Les études et les métiers sont genrés. Les femmes sont plus souvent orientées vers des professions tournées vers l’autre, telles que la médecine, la justice, les métiers d’aide à la personne et la pédagogie. Les hommes, quant à eux, sont plus souvent orientés vers des professions techniques, telles que l’ingénierie, la finance, l’informatique et l’intelligence artificielle. Cette répartition genrée des professions a des conséquences sur leur valorisation. Les métiers entièrement féminins sont, en effet, souvent moins valorisés que les métiers masculins (« La féminisation d’une profession est-elle le signe d’une baisse de prestige ? », de Marlaine Cacouault-Bitaud, Travail, genre et sociétés 2001/1 (N° 5), pages 91 à 115).
Les pays qui sont volontaires dans le domaine affichent des taux bien supérieurs à la France : c’est le cas de de l’Algérie (48,5%), du Pérou (47,5%), de l’Uruguay (45,09%) ou encore de la Tunisie (44,2%) (« Rapport Unesco sur la science », chapitre 3 : « Vers une diminution des disparités hommes-femmes dans la science et l’ingénierie ? », de Sophie Huyer, Unesco, 2017).
Pour que la situation évolue, il est nécessaire de s’attaquer aux stéréotypes de genre dès le plus jeune âge. En effet, le monde du travail, qui accueille des adultes, ne peut pas changer des croyances qui sont déjà bien ancrées. Un moteur puissant de l’égalité femmes-hommes à des fonctions de gouvernance est également la remise en cause de cette vision de compétences féminines, qui obligent les femmes à se poser « en contre ».
En conclusion, les femmes managers étouffent sous les clichés, les croyances, les impensés qui les maintiennent dans leur condition de femme, les obligeant à développer des stratégies alternatives pour se faire admettre au sommet du pouvoir. Hillary Clinton, femme puissante s’il en est, avait affiché dans son bureau la sentence suivante : « Look like a girl, act like a lady, think like a man, work like a boss » ( » Ressemblez à une fille, agissez comme une dame, pensez comme un homme, travaillez comme un patron « ). C’est tout dire !

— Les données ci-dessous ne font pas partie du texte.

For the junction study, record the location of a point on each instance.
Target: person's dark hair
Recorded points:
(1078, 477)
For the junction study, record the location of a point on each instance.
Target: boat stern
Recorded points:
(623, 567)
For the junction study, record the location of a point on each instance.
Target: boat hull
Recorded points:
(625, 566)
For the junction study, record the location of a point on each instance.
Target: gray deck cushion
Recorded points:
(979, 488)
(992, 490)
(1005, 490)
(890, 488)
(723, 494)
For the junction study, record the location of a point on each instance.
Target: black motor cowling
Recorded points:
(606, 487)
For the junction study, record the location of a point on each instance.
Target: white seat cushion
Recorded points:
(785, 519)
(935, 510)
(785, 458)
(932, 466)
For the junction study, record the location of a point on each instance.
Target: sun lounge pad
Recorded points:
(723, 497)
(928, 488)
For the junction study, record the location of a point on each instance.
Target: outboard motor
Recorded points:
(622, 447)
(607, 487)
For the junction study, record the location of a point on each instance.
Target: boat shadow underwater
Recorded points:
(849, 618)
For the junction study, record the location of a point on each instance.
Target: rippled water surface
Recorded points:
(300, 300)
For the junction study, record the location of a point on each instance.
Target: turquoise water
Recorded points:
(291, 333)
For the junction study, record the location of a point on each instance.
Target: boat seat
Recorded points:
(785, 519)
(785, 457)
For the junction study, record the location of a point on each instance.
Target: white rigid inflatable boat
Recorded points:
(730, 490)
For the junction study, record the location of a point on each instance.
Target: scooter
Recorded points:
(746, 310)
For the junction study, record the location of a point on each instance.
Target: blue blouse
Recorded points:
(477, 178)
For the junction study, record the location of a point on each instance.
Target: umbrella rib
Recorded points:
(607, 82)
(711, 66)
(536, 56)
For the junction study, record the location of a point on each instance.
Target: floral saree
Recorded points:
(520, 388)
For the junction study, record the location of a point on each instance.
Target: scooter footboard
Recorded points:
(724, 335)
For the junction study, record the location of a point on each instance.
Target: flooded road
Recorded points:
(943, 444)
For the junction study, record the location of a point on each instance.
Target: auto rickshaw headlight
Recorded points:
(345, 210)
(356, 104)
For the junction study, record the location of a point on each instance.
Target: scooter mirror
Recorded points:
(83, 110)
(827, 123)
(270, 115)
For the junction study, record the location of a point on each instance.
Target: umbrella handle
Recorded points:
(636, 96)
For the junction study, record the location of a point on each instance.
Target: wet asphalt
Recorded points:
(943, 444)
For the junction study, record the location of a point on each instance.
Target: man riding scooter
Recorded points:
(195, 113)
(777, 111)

Si le plafond de verre doit être brisé, c’est aussi le plancher collant qui doit être démonté. Ce conditionnement doux scotche les filles puis les femmes au sol, les empêchant de se trouver d’emblée pleinement légitimes pour une promotion, un poste de responsabilité ou de pouvoir.
Dans un monde où les genres deviennent plus fluides, il est temps de construire d’autres référentiels de compétences et de comportement en matière de leadership, en fonction des objectifs et des projets, pas du sexe, ni du genre. Il faut oublier le syndrome de la bonne élève. « I am not bossy, I am the boss » (“Je ne suis pas autoritaire, c’est moi la cheffe”) doit être le nouveau mantra. Comme l’écrivait Michel Foucault : « Désormais, les identités ne doivent plus se définir par des origines mais par des trajectoires ».